El sueño del daimon

Intermedio

Tras varios días de agonía, Arandú abrió los ojos y tocó su pecho. Todavía podía sentir el dolor del flechazo, aunque ya con poca intensidad.

Su nariz detectó unos extraños aromas y, lentamente, giró la cabeza para reconocer el lugar.

Hacia su derecha había hierbas aromáticas, vasijas de barro y algún que otro telar colgado por las paredes de la cueva. Y hacia su izquierda, vio una pequeña olla con restos de madera sobre su base.

Recordó que él y Yerutí habían sido capturados por aquel chamán y, luego, que Yerutí lo dejó. Esta vez sintió un dolor en su corazón. No por la herida, sino por esa terrible sensación de abandono, ese sentimiento de vacío y desesperación al no saber a quien acudir para sentirse a salvo.

Aunque su hermana le prometió que regresaría, todavía tenía mucho miedo. No era por desconfianza, solo pensaba que, durante el viaje, podría salir lastimada por el ataque de una bestia o, peor aún, muerta. No, no quería perderla a ella también.

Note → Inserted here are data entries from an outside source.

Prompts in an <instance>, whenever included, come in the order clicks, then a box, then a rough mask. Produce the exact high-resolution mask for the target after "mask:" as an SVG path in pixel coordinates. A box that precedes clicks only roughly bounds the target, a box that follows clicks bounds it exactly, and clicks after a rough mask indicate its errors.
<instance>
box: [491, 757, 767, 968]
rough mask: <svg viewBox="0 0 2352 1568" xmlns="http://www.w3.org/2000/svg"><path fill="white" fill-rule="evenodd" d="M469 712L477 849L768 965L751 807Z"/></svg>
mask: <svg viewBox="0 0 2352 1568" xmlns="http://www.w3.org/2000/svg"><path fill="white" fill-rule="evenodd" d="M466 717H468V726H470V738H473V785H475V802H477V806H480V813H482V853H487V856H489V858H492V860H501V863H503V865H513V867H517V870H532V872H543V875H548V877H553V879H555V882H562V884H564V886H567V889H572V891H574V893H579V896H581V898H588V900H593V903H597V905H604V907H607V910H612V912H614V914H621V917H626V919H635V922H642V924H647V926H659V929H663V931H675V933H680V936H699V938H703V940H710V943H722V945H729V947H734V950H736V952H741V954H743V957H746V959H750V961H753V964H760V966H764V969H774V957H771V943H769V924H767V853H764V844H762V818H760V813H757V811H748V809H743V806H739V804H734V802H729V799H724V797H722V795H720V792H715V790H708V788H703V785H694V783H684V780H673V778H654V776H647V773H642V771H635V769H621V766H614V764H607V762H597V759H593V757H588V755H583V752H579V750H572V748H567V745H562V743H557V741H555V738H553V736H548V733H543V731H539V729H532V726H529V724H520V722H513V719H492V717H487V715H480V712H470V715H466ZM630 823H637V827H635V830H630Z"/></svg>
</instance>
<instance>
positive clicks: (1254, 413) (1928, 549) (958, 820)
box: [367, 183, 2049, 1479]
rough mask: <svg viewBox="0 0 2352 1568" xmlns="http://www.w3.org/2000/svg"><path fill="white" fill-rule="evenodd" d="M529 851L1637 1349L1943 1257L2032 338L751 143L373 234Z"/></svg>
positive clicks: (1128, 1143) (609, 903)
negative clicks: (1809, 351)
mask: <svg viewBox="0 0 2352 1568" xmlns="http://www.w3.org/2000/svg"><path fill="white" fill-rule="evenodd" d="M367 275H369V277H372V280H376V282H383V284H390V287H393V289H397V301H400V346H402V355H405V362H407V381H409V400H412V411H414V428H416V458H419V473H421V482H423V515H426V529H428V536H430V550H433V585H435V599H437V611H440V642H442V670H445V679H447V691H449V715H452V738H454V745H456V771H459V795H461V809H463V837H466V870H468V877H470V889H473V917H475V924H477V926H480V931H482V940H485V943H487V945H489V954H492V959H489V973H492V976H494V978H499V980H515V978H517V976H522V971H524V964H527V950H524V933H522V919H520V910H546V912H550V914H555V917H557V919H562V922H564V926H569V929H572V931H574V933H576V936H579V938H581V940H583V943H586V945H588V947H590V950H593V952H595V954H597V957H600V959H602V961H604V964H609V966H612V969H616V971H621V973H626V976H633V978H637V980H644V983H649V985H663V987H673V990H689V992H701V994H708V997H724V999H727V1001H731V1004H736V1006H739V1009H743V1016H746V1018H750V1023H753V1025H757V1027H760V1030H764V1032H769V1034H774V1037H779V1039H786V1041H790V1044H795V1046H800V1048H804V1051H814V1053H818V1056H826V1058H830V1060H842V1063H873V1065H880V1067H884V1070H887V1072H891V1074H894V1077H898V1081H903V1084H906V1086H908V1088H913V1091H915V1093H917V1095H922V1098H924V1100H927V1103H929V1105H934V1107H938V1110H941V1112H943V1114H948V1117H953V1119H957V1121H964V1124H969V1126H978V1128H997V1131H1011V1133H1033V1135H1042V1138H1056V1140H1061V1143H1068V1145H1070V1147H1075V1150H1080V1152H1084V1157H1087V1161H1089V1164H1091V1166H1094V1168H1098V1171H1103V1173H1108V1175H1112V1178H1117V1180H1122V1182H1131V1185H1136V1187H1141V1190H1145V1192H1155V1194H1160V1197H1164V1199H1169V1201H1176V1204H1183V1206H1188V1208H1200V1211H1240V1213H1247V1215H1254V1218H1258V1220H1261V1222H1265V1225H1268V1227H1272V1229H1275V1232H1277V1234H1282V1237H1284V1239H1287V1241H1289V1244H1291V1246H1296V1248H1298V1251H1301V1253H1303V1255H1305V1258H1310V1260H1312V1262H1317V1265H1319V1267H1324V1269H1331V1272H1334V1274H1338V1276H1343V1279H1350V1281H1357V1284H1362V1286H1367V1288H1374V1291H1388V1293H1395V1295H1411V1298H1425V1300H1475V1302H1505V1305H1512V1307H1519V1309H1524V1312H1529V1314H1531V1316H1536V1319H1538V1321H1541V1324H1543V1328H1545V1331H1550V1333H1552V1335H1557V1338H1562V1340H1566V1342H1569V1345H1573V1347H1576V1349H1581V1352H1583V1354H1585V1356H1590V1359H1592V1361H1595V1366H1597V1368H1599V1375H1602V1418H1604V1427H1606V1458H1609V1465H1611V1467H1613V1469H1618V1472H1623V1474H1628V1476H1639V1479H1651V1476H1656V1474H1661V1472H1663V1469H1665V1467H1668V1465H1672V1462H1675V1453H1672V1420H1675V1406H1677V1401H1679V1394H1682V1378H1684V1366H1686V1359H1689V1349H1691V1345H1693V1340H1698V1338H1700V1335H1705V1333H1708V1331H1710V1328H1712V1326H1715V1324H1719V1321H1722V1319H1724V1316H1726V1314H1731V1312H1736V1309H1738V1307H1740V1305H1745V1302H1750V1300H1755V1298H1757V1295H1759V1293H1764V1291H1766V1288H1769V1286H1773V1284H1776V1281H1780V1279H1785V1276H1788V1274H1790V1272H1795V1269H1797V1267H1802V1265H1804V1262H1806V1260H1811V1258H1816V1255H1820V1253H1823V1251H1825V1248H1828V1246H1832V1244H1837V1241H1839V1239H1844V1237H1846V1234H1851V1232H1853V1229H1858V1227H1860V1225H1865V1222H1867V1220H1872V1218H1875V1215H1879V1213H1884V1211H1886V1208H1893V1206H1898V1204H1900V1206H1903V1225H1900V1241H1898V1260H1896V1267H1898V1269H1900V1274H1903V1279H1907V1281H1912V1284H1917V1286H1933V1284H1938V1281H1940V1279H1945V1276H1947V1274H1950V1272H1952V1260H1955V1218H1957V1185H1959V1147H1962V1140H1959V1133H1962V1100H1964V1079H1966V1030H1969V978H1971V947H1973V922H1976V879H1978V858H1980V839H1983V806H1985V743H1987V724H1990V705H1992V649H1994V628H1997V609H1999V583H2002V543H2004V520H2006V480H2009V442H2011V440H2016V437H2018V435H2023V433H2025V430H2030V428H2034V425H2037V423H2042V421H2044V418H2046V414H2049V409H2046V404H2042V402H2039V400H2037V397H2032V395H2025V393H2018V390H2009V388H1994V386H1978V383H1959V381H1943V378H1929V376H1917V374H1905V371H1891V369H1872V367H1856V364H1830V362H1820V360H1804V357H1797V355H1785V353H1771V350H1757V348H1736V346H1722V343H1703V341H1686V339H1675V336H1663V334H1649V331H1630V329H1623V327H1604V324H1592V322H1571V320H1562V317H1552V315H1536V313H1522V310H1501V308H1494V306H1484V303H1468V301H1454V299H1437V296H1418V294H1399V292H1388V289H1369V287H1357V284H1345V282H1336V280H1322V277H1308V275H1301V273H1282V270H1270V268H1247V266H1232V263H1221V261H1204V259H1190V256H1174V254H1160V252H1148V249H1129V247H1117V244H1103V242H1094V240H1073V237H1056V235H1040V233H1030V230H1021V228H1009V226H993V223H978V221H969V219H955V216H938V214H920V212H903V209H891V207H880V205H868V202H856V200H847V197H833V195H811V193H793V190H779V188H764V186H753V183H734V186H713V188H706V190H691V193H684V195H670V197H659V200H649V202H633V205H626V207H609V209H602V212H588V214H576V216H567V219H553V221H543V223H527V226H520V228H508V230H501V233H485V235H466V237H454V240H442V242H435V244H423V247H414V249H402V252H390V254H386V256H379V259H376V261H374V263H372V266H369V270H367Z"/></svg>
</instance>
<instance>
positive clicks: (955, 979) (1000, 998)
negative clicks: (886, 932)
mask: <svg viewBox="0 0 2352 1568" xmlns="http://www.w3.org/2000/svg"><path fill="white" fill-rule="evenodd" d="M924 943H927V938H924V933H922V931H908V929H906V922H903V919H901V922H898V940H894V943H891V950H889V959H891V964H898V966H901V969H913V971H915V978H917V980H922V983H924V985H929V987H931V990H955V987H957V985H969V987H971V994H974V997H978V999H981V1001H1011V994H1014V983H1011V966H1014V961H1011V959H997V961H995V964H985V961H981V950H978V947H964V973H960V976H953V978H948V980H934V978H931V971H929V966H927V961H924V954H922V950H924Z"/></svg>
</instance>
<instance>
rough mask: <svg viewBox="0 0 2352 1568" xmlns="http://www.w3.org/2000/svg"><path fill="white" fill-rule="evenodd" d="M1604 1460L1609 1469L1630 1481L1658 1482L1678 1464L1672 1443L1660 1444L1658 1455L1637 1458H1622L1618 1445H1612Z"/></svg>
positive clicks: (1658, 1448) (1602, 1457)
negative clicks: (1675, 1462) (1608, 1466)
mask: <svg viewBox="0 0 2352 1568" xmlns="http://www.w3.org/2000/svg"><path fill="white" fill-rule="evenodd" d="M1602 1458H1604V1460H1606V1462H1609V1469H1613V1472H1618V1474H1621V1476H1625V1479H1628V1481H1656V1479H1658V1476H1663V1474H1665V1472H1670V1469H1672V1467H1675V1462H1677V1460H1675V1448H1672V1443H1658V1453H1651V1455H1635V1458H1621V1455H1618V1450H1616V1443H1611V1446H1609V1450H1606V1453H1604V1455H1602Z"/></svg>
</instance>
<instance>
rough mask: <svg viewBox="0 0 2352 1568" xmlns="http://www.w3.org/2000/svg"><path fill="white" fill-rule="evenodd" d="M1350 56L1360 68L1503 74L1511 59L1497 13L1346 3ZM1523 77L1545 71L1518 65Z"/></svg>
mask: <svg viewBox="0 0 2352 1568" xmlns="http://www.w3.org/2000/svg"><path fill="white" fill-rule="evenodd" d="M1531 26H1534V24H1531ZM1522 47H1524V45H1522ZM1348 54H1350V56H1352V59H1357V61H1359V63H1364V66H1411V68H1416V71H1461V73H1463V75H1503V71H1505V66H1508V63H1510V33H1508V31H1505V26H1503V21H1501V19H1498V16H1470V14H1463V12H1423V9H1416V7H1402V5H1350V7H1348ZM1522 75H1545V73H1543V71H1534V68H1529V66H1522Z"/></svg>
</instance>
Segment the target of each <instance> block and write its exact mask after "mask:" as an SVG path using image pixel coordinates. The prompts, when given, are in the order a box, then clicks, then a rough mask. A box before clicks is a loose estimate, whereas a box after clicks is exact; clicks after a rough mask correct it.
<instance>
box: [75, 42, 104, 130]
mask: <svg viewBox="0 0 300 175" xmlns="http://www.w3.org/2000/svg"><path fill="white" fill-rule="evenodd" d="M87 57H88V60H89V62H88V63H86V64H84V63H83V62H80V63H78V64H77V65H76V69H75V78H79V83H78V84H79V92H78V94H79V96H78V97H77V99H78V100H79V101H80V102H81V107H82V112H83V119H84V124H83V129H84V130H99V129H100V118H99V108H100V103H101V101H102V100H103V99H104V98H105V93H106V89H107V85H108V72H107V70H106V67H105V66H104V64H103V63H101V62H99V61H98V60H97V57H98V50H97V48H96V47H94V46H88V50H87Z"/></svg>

Con eso en mente, procedió a levantarse para salir de la cueva y buscar a su hermana. Pero apenas levantó su torso y sintió un ardor en el cuello que lo forzó a acostarse de nuevo. Se dio cuenta de que el maldito chaman le había colocado aquella molestosa cuerda que portan los daimones en cautiverio para evitar que se rebelen contra sus dueños.

Justo en ese momento, Marangatú regresó con un cesto cargado con frutas. Al verlo despierto, sonrió y dijo:

  • Me alegro de que estés mejor. Pero todavía es muy pronto para marcharse.

Se acercó al joven daimon, apoyó el cesto a un costado y sacó de ahí un fruto de mburukuja.

  • Come.

Al principio, Arandú se negó. Pero como el ardor de la cuerda regresó con mayor intensidad, no tuvo otra opción que aceptar la fruta. Así, Marangatú siguió alimentándolo sin problemas.